Whatley thanked Trump for his support in his victory speech Tuesday night, and framed the race as “a choice between a conservative champion of North Carolina, who will be President Trump’s Senate ally, or a champion of failed policies on the left.”

Whatley, who pledged to Trump early in the race, applauded that endorsement in the run-up to Tuesday’s election, launching a TV ad with Trump calling Whatley “very important that he wins” and that he “stands up for your values.”

Whatley also launched an ad on streaming services ahead of Tuesday’s preliminary hearing, giving a preview of his case against Cooper in the coming months.

The location links Cooper to last year’s stabbing incident on a train, in which 23-year-old Ukrainian refugee Iryna Zarutska was killed. The suspect, Decarlos Brown Jr., was serving time in prison for robbery with a deadly weapon. A federal judge indicted him in October.

Whatley’s ad, which features video of the stabbing, also features a narrator slamming Cooper for supporting the “resurrected cash bail agenda,” without a source for that claim, and saying Cooper “has his blood on his hands.”
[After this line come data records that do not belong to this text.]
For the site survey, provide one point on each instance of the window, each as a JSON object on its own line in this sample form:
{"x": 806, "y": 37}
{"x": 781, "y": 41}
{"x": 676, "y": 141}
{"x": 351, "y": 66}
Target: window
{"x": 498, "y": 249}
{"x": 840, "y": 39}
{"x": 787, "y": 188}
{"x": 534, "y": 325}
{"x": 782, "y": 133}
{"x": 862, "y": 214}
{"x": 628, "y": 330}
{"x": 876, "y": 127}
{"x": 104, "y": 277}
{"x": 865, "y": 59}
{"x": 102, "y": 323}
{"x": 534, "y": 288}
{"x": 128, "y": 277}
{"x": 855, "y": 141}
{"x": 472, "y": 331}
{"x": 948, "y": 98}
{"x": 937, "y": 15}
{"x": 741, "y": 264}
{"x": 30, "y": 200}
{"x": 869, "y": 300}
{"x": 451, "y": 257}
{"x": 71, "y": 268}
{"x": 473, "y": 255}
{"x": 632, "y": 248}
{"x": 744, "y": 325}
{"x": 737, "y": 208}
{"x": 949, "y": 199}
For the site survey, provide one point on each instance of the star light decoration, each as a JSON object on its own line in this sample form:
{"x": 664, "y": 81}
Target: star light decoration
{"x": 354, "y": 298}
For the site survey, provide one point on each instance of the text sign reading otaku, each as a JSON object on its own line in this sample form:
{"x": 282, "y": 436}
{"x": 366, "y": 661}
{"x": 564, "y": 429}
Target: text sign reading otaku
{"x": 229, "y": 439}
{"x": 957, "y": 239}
“The killing of Iryna Zarutska was a heinous crime and it is troubling that Michael Whatley continues to use images of her death in his ads against the wishes of her family,” Cooper campaign spokesman Jordan Monaghan said in a statement to NBC News, referring to a report that Zarutska’s family had asked the public in September to stop sharing the video. “Political candidates must stop lying about this tragedy for political gain but actually work to keep our communities safe.”

“Roy Cooper is the only person who spent his career prosecuting violent criminals and keeping thousands of them in prison as attorney general, and signing tougher criminal laws and tougher bail and pretrial release laws,” Monaghan said.

Cooper, who was the state’s attorney general before becoming governor, signed a bill in 2023 changing bail procedures for violent crimes.

Cooper, meanwhile, has been emphasizing affordability on the campaign trail, and launched a “Make Things Less Affordable” walk after the primary.

“If you want change in Washington, I don’t, this campaign is for you,” Cooper said Tuesday night. “If you want to throw out the insiders in DC, right? This campaign is for you. You know, if you just think things are too expensive, right? This campaign is for you. I’ve never been in a race that’s so important to the people of North Carolina and to our country, and I need all of you to get this job done.”

Cooper has also been building his campaign fund. He had raised $21.1 million and had $14.2 million in his bank account as of Feb. 11, while Whatley collected $6.3 million and had $2.5 million.